Also I don't yet know how to speak Dutch, but if I found a place to volunteer I would start teaching myself and take some lessons as well. I need help translating my email into Dutch. Could anyone help me translate it or point me to somewhere I could get help with translating it?

Here it is:

"Hello,
I am a United States university student and am trying to put together a fellowship project for after I graduate. As part of the project I'd like to spend a month or two volunteering at _______. From what I've read online, ______ seems like a great place and a fantastic learning experience. Do you ever accept volunteers? Unfortunately, I don't know Dutch at this point, but if I was able to volunteer, I would work hard to learn as quickly as I can.
Thanks for your time and I hope to hear from you soon.
All the best,
-______"

Thanks in advance for the help!!


----------



## NativeDutchSpeaker (Sep 27, 2014)

Hi njr3307,

You can find volunteer opportunities at translate google com/translate?sl=nl&tl=en&js=y&prev=_t&hl=nl&ie=UTF-8&u=http%3A%2F%2Fwww vrijwilligerswerk nl%2F%3Fcontent%3D%2F3%2FZoek_vrijwilligerswerk&edit-text=&act=url (it's a Dutch website, but you can use Google Translate). I've removed the dots in the link because I can't post links in my first post.

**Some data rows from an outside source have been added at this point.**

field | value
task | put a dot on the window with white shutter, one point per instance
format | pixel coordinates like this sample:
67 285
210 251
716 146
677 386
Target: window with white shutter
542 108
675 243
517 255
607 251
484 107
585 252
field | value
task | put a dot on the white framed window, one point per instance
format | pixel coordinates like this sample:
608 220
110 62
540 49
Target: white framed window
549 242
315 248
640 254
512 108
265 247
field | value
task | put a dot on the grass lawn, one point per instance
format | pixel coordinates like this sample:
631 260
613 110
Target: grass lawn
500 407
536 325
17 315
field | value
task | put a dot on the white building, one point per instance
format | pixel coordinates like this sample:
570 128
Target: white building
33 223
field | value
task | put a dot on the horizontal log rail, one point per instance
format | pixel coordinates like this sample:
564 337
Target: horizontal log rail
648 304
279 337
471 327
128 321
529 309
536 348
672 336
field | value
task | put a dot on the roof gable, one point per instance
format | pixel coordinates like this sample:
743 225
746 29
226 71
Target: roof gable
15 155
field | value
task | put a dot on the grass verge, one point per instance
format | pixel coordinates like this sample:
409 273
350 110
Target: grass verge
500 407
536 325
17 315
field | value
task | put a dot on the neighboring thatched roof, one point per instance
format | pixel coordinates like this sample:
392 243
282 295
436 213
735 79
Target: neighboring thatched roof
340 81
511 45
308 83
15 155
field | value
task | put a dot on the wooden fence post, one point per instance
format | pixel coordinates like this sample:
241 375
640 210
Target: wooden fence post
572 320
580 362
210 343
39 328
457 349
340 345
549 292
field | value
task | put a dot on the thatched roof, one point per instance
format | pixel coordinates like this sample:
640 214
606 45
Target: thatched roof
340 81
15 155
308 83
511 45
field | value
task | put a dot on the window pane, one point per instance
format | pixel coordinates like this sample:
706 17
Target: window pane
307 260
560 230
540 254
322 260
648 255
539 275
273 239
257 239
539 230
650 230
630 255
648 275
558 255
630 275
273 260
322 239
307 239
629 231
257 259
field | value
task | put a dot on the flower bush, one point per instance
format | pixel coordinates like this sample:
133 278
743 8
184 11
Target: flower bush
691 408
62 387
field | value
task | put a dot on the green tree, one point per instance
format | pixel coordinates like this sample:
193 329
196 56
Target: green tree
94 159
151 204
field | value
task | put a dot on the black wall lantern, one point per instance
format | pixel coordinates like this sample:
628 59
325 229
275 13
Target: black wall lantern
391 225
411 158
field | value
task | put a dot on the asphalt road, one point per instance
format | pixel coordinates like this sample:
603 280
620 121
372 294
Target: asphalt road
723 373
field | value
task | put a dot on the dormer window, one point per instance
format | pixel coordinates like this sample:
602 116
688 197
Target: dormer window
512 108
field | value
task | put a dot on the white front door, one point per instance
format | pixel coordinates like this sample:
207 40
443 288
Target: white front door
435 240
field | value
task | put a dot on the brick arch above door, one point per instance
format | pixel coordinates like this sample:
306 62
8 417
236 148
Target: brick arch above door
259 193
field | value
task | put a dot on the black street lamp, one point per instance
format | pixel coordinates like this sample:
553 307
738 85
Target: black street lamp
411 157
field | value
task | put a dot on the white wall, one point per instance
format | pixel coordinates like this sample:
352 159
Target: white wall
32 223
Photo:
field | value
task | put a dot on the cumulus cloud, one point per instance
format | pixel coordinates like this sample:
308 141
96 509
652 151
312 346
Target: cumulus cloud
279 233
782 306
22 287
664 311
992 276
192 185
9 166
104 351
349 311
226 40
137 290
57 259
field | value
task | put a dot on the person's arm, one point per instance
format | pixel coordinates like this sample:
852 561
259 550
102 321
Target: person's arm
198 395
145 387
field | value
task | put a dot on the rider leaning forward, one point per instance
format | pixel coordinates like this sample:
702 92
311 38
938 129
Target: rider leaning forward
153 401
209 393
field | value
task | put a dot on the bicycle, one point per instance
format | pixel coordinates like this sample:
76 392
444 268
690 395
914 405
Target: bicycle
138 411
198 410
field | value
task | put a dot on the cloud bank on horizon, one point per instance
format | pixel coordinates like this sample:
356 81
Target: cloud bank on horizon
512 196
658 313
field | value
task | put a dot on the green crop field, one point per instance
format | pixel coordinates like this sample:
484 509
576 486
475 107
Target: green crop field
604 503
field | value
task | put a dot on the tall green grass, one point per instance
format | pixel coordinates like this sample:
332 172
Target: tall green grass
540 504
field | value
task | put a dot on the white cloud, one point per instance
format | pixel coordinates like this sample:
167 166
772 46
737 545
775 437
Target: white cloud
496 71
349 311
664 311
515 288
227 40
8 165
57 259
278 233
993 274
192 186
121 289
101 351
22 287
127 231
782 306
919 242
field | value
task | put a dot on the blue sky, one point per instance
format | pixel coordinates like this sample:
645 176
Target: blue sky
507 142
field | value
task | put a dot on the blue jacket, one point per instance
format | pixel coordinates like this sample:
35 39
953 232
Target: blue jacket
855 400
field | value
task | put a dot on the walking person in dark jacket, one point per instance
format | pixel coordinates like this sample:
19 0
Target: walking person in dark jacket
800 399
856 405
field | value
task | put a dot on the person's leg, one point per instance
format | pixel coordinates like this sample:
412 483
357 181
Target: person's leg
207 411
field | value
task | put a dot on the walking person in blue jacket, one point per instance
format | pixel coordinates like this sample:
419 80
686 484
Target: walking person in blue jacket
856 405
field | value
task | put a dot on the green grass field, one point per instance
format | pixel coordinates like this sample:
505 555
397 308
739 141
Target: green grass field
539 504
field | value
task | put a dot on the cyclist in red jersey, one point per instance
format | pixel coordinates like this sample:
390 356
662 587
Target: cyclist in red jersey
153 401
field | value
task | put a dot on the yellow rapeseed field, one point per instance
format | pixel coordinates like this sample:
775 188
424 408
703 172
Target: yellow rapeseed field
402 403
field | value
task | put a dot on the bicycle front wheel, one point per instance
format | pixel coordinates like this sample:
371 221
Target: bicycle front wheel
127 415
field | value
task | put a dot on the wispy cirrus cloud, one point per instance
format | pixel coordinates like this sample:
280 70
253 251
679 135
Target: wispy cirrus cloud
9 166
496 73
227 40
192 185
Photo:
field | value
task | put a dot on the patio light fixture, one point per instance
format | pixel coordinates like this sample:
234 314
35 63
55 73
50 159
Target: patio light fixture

Google Translate gives the following translation:

Hallo, 
Ik ben een Amerikaanse student aan de universiteit en ik probeer om samen een gemeenschap project voor na mijn afstuderen te zetten. Als onderdeel van het project wil ik een maand of twee vrijwilligerswerk besteden aan _______. Van wat ik online heb gelezen, ______ lijkt een geweldige plek en een fantastische leerervaring. Heeft u ooit vrijwilligers accepteren? Helaas weet ik niet Nederlands op dit punt, maar als ik in staat was om vrijwilligerswerk te doen, zou ik hard werken om zo snel als ik kan leren. 
Bedankt voor uw tijd en ik hoop snel van u te horen. 
All the best, 
-______

I would change that to the following text:


Beste ___,

Ik studeer aan een universiteit in de Verenigde Staten en ik probeer een (fellowship) project op te zetten voor als ik afgestudeerd ben. Als onderdeel van dat project wil ik graag één of twee maanden vrijwilligerswerk doen bij ___. 

Gebaseerd op wat ik online gelezen heb denk ik dat ___ een fantastisch bedrijf is om kennis en ervaring bij op te doen. Is het voor mij mogelijk om bij jullie vrijwilligerswerk te doen?

Helaas beheers ik op dit moment de Nederlandse taal niet goed. Ik heb hulp gekregen bij het opstellen van deze tekst. Als vrijwilliger zou ik wel hard werken om zowel de taal als taken zo snel mogelijk te leren begrijpen. 

Bedankt voor het lezen van dit bericht, ik hoop snel iets van u te vernemen.

Met vriendelijke groet,

___


Why is my translation different?
Google Translate isn't perfect (it's good though). Hallo is actually a better translation of Hello, but I recommend Dear/Beste (hi = hoi in Dutch by the way). The first three lines are quite good, someone might not even notice that you don't normally speak Dutch if you use those lines (they might think you're a little bit dyslexic or that you've written the text too quickly). The second part of the Google Translate translation is worse, mostly because the grammar is wrong. I've also changed a bit of the content because we use different expressions in Dutch and because I thought some small improvements were possible. 

You can check what I've written by translating it back to English with Google Translate. The first ___ is their name (preferably the given and family name of the person you're contacting, but the name of the organization or the family name with a honorific in front of it is also possible; Ms = mevrouw; Mr = meneer). The second and third ___ are the name of the organization. The last ___ is your own name (given and family name and you could also mention contact information). "Fellowship project" is a difficult part to translate, but easy part to understand for people from the Netherlands (in combination with the rest of the text). Fellowship can be translated as "beurs", but that might confuse things. Project is also a Dutch word, but it's pronounced differently (the "pro" part is pronounced as pro and the "je" part is pronounced a bit like meh: jeh).

You're welcome,

Rick


----------



## Gioppino (Aug 25, 2012)

The problem with volunteering here is that the Dutch employers already have tons of local graduates willing to work for free through stages and internships and they might not need foreign volunteers, regardless of their skills and good intentions.


----------